Georgia O’Keeffe, the second of seven children, was born on a farm in Wisconsin. O’Keeffe’s mother encouraged her to pursue art. In 1905, she enrolled at the School of the Art Institute of Chicago and, beginning in 1907, she attended the Art Students League in New York, studying there under William Merritt Chase. Her first art job was as a commercial artist. A drawing class taught by Alon Bement at the University of Virginia Summer School introduced O’Keeffe to the work of Arthur Wesley Dow, whose progressive ideas influenced her art. In 1916, the New York art dealer, Alfred Stieglitz, first exhibited O’Keeffe’s work in his 291 gallery. The two cultivated a relationship and eventually wed in 1924. O’Keeffe began making compositions of enlarged natural forms, which became her signature style. Between 1929 and 1949, O’Keeffe spent each year working in New Mexico and the region influenced her selection of subject matter. After Stieglitz died, O’Keeffe moved to a home she had purchased in Abiquiu, New Mexico. The Georgia O’Keeffe museum was established in Santa Fe, New Mexico, in 1997, and her home and studio in Abiquiu became a National Historic landmark in 1998.

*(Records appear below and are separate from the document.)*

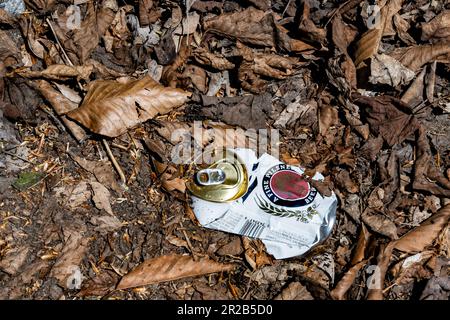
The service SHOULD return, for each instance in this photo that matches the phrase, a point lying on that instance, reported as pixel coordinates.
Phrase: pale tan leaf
(437, 29)
(251, 26)
(6, 18)
(61, 105)
(376, 282)
(110, 108)
(328, 116)
(363, 241)
(381, 224)
(101, 197)
(169, 268)
(69, 93)
(368, 45)
(338, 293)
(80, 42)
(59, 72)
(423, 236)
(415, 57)
(207, 58)
(414, 95)
(386, 70)
(392, 8)
(294, 291)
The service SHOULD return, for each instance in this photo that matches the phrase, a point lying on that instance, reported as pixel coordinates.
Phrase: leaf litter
(87, 114)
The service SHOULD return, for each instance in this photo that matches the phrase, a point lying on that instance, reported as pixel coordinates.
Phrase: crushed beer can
(262, 198)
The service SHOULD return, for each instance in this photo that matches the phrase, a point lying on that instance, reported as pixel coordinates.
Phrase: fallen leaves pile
(91, 205)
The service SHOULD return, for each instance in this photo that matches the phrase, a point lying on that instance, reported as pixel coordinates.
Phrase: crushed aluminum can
(274, 202)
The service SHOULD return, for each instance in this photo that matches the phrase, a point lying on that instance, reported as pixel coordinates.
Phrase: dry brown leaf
(60, 72)
(294, 291)
(41, 6)
(388, 117)
(100, 285)
(361, 246)
(307, 27)
(75, 248)
(101, 197)
(368, 45)
(328, 116)
(343, 35)
(80, 43)
(253, 26)
(232, 248)
(148, 12)
(61, 105)
(196, 75)
(380, 223)
(386, 70)
(415, 57)
(169, 268)
(402, 26)
(423, 236)
(9, 53)
(427, 177)
(392, 8)
(438, 29)
(170, 73)
(102, 170)
(6, 18)
(13, 259)
(338, 293)
(414, 95)
(430, 81)
(344, 180)
(383, 259)
(204, 57)
(110, 107)
(255, 253)
(174, 240)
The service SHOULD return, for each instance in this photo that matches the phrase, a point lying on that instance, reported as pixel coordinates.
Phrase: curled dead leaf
(380, 223)
(169, 268)
(255, 27)
(361, 246)
(59, 72)
(415, 57)
(427, 176)
(294, 291)
(204, 57)
(438, 29)
(423, 236)
(388, 117)
(368, 45)
(338, 293)
(110, 107)
(101, 197)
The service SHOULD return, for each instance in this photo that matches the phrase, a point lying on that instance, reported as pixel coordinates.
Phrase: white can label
(280, 207)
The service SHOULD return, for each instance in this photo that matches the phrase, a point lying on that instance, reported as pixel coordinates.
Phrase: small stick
(115, 164)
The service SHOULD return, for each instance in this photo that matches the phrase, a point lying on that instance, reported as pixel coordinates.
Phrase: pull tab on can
(225, 180)
(210, 177)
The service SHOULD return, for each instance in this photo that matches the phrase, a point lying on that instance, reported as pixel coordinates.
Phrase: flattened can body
(279, 206)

In Pelvis with Distance, an enormous skeletal form rises majestically from the flat foreground. In the distance, a mountain range defines a low horizon line. O’Keeffe’s radical distortion of scale and perspective is striking in this painting. The foreground is dominated by the bone’s elegant contours, exemplifying O’Keeffe’s genius for capturing the essential forms of nature. O’Keeffe wrote to collector Caroline Marmon Fesler about her bone series, “It is a kind of thing that I do that makes me feel I am going off into space – in a way that I like – and that frightens me a little because it is so unlike what anyone else is doing – I always feel that sometime I may fall off the edge – it is something I like so much to do that I don’t care if I do fall off the edge.”

Lyons, Barbara Buhler, Leslie Polling-Kempes, and Frederick W. Turner. Georgia O’Keeffe and New Mexico: A Sense of Place. Princeton: Princeton University Press, 2004.